OpenAI has announced two major fine-tuning options for API customers: reinforcement fine-tuning (RFT) on o4-mini
and supervised fine-tuning (SFT) for GPT-4.1 nano
. RFT, which uses chain-of-thought reasoning and a user-provided grader to refine outputs, is available starting today to verified organizations on the o4-mini model. In parallel, all paid API tiers (Tier 1 and above) can now apply supervised fine-tuning to GPT-4.1 nano—the company’s fastest and most cost-effective model to date.
Key Points
- RFT on o4-mini: Reinforcement fine-tuning, previewed in December, is now generally available to verified organizations using the o4-mini reasoning model.
- Chain-of-thought upgrades: RFT leverages task-specific grading and chain-of-thought to push models further in complex domains.
- GPT-4.1 nano SFT: Supervised fine-tuning support lands on the fastest, cheapest GPT-4.1 nano, opening customization to all paid tiers.
RFT was first previewed in December as part of OpenAI’s alpha research program, inviting select partners to test its chains of thought optimization. Under the hood, developers supply both a dataset and a task-specific grading function; the model then iteratively hones its reasoning to maximize the grader’s reward signal. This method marks the first time OpenAI has enabled custom reasoning training on its o-series models.

Several startups have already leveraged RFT in closed previews. Thomson Reuters used it to sharpen legal‐document analysis, while Ambience fine-tuned agentic assistants for customer support. ChipStack, Runloop, Milo, Harvey, Accordance, and SafetyKit also feature in OpenAI’s use-case guide, highlighting RFT’s versatility across industries.
Traditional supervised fine-tuning teaches a model to mimic example outputs; by contrast, RFT teaches a model how to think through problems, resulting in more robust performance on complex tasks. Early benchmarks suggest RFT-tuned models achieve higher data efficiency—requiring fewer examples to reach parity with supervised methods—and exhibit better error correction when faced with novel prompts.
Alongside RFT, OpenAI is now supporting classic supervised fine-tuning for GPT-4.1 nano, its smallest and swiftest model, across all paid API tiers. GPT-4.1 nano boasts a 1 million-token context window and delivers strong performance on benchmarks like MMLU (80.1%) and GPQA (50.3%), all while slashing latency and cost.
Developers can now upload their labeled datasets to train the nano model to their use cases, enabling custom classification, extraction, or domain-specific conversational agents—at unmatched speed and affordability. Microsoft’s Azure AI Foundry and GitHub integrations will soon support this fine-tuning path, further democratizing model customization.

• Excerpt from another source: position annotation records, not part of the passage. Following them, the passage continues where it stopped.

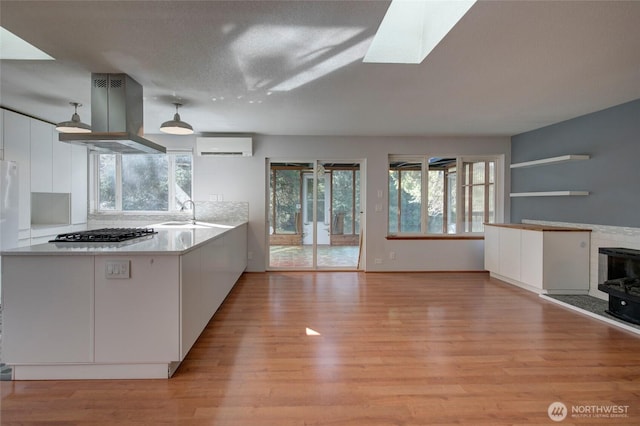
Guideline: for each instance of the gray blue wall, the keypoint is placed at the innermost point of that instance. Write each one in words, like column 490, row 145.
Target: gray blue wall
column 612, row 176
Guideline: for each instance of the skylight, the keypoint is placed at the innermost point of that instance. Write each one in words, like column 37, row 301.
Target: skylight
column 411, row 29
column 13, row 47
column 282, row 58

These fine-tuning options represent OpenAI’s push toward hyper-customizable AI, catering to both deep-domain experts and cost-sensitive teams. RFT opens doors to specialized reasoning—ideal for legal, medical, or scientific applications—while supervised SFT on nano addresses straightforward classification or generation tasks without breaking the bank.
By offering RFT on o4-mini and SFT on nano, OpenAI now spans the spectrum of model customization: from lightweight, fast turns on the nano model to complex reasoning pipelines on o4-mini. This dual approach is poised to accelerate adoption of AI across sectors, from startups to large enterprises.
OpenAI’s roadmap includes expanding RFT access beyond verified organizations and introducing SFT support for GPT-4.1 mini and full-size GPT-4.1 soon. As the ecosystem matures, we can expect a diverse landscape of expert models, each fine-tuned for distinct tasks—shifting the paradigm from generic AI to tailored, domain-specific intelligence.